We want to test the hypothesis that \(\mu \ne \mu_0\) foro some known value \(\mu_0\) (ofthen 0), given values \(x_i \sim N(\mu, \sigma^2)\). This is called a two-sided one sample t-test. We perform this test by checking if \(\mu_0 \in I_{0.95}(\mu|D)\). If not than we can be 95% sure that \(\mu \ne \mu_0\). A more common scenario is when we want to test if two paried samples have the same mean.

\[\begin{split}y_i \sim N(\mu_1, \sigma^2) \\ z_i \sim N(\mu_2, \sigma^2)\end{split}\]

We want to determine if \(\mu = \mu_1 - \mu_2 \ge 0\) using \(x_i = y_i - z_i\)

This can be evaluted as:

\[ p(\mu \ge \mu_0|D) = \int_{\mu_0}^{\infty}p(\mu|D)du \]

This is called one sided paired t-test.

To find \(p(\mu|D)\) we specify an uninformative prior the posterior marginal on \(\mu\) is T distributed:

\[ p(\mu|D) = T(\mu| \bar{x}, \frac{s^2}{N}, N - 1) \]

Now we define the t-statistics as:

\[ t \triangleq \frac{\bar{x} - \mu_0}{s/\sqrt{N}} \]
  • \(s/\sqrt{N}\) is the standard error of the mean

Thus the posterior: $\( p(\mu|D) = 1 - F_{N-1}(t) \)$

Connection to frequentist¶

Using uninformative prior gives us the same result as using frequentist methods.

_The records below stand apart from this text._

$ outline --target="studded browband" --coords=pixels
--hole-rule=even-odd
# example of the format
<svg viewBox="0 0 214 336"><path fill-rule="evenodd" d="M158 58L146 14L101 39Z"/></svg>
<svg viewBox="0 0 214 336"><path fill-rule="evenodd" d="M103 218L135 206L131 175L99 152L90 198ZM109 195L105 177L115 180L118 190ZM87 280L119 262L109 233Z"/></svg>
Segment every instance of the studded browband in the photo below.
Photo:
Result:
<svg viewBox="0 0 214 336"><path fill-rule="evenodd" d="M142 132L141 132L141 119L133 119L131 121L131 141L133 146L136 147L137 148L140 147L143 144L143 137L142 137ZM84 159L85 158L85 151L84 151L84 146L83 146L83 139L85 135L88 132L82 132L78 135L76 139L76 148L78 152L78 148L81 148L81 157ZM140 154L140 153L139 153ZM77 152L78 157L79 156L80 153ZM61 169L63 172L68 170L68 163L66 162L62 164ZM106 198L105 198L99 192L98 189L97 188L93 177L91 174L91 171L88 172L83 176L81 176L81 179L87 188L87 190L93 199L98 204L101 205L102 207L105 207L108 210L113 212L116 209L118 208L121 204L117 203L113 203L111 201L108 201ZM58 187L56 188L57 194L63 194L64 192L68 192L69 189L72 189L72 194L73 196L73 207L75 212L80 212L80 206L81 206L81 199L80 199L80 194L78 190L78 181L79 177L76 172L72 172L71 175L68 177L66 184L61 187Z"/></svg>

Frequentist $\(\frac{\mu - \bar{x}}{\sqrt{s/N}}| D \sim t_{N-1}\)$

Bayesian The sampling distribution of the MLE:

\[ \frac{\mu - \bar{X}}{\sqrt{s/N}}| \mu \sim t_{N-1} \]

The reason is that the Student T distribution is symmetric in its first two arguments

\[ T(\bar{x}| \mu , \sigma^2, v) = T(\mu| \bar{x}, \sigma^2, v) \]

The results are similar but have different interpretation. In the Bayesian approach \(\mu\) is unknown and \(\bar{x}\) is fixed. In frequentist \(\bar{X}\) is unkown and \(\mu\) is fixed.